The Power of Hope
Posted on November 1, 2019
I recently spent three days at the Kakuma Refugee Camp, one of the world’s largest with nearly 200,000 displaced people, with my colleagues in the Aspen Institute Ascend Fellowship. Our Global Education Movement (GEM) works to bring full Southern New Hampshire University degree programs to refugee learners in the camp, so our team knows the camp well, coordinates with the UNHCR team on site, and does remarkable work with our students and partner JWL there.
While I have visited our other GEM sites in Lebanon, Rwanda, S. Africa, and Malawi, this was my first time to Kakuma, tucked away in its remote desert location in Turkana country, the poorest region of Kenya.

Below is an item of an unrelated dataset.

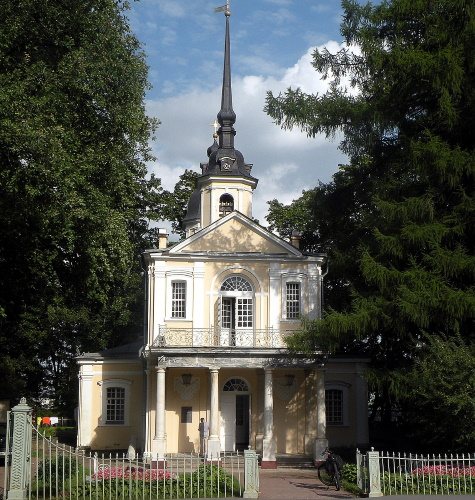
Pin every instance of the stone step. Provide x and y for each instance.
(295, 461)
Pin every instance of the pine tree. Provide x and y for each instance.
(409, 127)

It was a gut punch.
I don’t know that the refugees in Kakuma suffer any more or any less than their peers I had visited elsewhere. As poor as Kenya is, Malawi is poorer (the poorest country on earth by some estimates). There are markets, entrepreneurs (even a reputed millionaire), commerce, and even a football club, FC Kakuma.
What hit me so hard was not the privations (I have seen those many times), but a simple conversation with a young man who had spent 26 years in the camp (he was brought there at age 3 or 4; no one knows exactly), almost the entirety of his life. Without any family. His smile is beatific, he is a poet, buys candy for the children near his shelter. He said to me, “Sometimes I think I’ll never get out and maybe I should give up, but I have to step back from that black place and keep hope.” It broke my heart. He is too sweet for a world that is often too cruel, that keeps 200,000 people in a prison of sorts for decades. His clinging to hope in such a hopeless place was almost too much to bear.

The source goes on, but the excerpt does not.